Closed SeanCurtis-TRI closed 2 years ago

SeanCurtis-TRI commented 3 years ago

The file drake/bindings/pydrake/geometry_py.cc has gotten massive. So large that one user reported a 25 minute compile time. In addition, different aspects of geometry have different dependencies, and right now to compile a change in just about anything drags in dependencies and compilation for everything.

We'll follow the example given by drake/bindings/pydrake/systems/framework_py.cc and decompose the bindings into a collection of .cc files (each dedicated to some portion of the whole. In addition, we'll likewise partition the unit tests so that each binding compilation unit has a corresponding unit test (again, to facilitate more localized changes/tests).

Ultimately, we want to do this in such a way that the history of the code is preserved. So, we'll break the code out in multiple PRs. Each PR will have a commit sequence:

We'll have the following divisions will be added (one PR each, the order may be different than is shown below):

(As a footnote: due to an author SNAFU on #15860, we lost history on geometry_py.cc and geometry_test.py. #15879 sought to patch that failing by replacing geometry_py.cc with geometry_py_all.cc (and similarly for test). The patch was imperfect, but sufficient.)

jwnimmer-tri commented 3 years ago

I support this issue because the latency of any single compilation unit is important (e.g., the 25 minutes you cite above). The latency also relates to memory usage, so this will also help the build when RAM is scarce. Also because IDEs (and people!) struggle with the super long files.

... to compile a change in just about anything drags in dependencies and compilation for everything.

Note, however, that splitting up the bindings cc file will not really change how much gets rebuilt when a drake header changes, nor how much gets relinked when a drake cc file changes. Because pydrake eats all of drake's headers and object code as a single shared library dependency, any change to drake will always re-fire most all of the pydrake build actions. With this fix, though, there will be more concurrency available, so developers with lots of CPUs will see a nice reduction in long-tail build latency.

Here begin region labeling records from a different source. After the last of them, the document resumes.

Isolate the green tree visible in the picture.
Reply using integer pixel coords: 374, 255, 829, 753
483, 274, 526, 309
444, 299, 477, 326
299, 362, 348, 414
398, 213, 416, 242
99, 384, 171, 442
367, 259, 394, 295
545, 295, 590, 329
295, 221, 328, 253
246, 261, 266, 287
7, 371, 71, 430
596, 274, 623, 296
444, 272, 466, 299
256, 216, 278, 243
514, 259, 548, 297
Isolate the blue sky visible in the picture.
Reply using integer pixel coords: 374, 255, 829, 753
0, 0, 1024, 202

SeanCurtis-TRI commented 2 years ago

On the splitting, there is concrete value beyond latency. (Although my earlier language was imprecise and implied sweeping benefits), at the very least, the decomposition means that some tests don't require MultibodyPlant bindings. Others don't require mathematical program, sensor, or analysis bindings. So, if one is working in the corner, one can work without being touched by high-latency binding code. Not as good at leaving the corresponding portions of Drake uncompiled, but I'll take everything I can get.

jwnimmer-tri commented 2 years ago

Ah yes, that's accurate -- intra-pydrake dependencies are open to improvement, and in particular multibody_tree_py.cc is one of the high-latency cc files that defeats parallelism and also really needs to be split up, similar to how geometry_py is being split up here.

SeanCurtis-TRI commented 2 years ago

I bet you can guess how eager I would be to tackle the multibody_tree_py.cc break up. ;)

jwnimmer-tri commented 2 years ago

I believe the final two PRs here have already been merged.